The problem is understood and I am investigating a solution. (issue stems from the fact that lookup of templated classes have a memory cost and that TClass::GetClass will do a lookup each time until it can find a dictionary for the class. In the case of std::tuple we do not provide a dictionary on purpose, hence the leak per se).

kutschke commented 9 months ago

The problem is understood and I am investigating a solution. (issue stems from the fact that lookup of templated classes have a memory cost and that TClass::GetClass will do a lookup each time until it can find a dictionary for the class. In the case of std::tuple we do not provide a dictionary on purpose, hence the leak per se).

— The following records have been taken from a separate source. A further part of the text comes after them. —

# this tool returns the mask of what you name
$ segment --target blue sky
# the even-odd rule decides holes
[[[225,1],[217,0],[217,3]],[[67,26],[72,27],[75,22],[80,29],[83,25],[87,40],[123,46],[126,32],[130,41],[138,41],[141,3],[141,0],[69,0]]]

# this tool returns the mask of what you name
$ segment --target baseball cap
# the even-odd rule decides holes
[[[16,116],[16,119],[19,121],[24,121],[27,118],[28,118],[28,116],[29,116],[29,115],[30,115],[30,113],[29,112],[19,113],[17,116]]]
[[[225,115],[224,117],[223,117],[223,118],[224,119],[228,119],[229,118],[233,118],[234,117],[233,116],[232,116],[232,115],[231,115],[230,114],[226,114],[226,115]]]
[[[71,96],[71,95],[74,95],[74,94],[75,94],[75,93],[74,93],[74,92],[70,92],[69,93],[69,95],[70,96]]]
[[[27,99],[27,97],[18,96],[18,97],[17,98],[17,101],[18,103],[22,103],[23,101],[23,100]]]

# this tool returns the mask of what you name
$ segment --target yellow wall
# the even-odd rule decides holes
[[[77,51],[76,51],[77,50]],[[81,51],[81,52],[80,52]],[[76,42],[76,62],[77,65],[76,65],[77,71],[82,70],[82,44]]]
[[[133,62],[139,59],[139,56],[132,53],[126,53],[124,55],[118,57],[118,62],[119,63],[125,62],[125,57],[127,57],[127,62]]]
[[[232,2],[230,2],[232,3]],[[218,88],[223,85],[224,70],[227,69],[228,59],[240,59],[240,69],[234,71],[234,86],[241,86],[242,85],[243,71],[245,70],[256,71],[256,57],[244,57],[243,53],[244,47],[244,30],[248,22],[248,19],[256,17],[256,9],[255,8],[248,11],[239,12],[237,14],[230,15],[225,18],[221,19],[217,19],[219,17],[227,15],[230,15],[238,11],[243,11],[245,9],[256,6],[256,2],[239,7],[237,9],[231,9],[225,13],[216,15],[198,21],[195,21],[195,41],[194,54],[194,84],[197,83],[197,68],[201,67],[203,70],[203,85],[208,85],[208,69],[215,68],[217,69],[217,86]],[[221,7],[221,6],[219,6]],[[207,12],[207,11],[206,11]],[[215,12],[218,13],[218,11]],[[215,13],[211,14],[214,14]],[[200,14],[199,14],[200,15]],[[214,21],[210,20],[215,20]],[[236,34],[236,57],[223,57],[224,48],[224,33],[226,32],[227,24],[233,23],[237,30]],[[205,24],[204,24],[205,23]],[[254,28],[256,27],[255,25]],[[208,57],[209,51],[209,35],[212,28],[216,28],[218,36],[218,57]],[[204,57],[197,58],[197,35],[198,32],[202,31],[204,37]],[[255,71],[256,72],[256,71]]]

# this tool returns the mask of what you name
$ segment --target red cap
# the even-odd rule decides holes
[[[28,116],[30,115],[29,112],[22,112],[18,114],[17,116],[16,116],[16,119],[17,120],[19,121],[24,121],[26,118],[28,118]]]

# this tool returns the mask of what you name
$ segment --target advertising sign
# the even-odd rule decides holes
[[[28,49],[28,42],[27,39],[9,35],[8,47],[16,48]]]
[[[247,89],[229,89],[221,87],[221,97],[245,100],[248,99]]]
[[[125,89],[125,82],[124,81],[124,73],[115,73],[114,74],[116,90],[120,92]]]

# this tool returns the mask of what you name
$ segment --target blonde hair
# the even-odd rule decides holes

Thanks Philippe. That's great news.

pcanal commented 9 months ago

This is now followed at https://github.com/root-project/root/issues/14199 and solved by https://github.com/root-project/root/pull/14200

kutschke commented 9 months ago

Thanks Philippe. We are looking forward to using this fix.

knoepfel commented 8 months ago

@kutschke, has Mu2e had the opportunity to look at the art 3.14.03 mu distribution?

https://scisoft.fnal.gov/scisoft/bundles/mu/v3_14_03/mu-v3_14_03.html

It includes a version of ROOT with the fixes Philippe implemented.

kutschke commented 8 months ago

Hi Kyle,

It passes all of our tests. In particularly we do not see a memory leak.

The PR has been in since before the break but we are waiting for the TDAQ people to return from holiday before we merge. We don’t want to paint them into a corner.

Rob

knoepfel commented 8 months ago

Thanks, Rob. We'll close the issue then.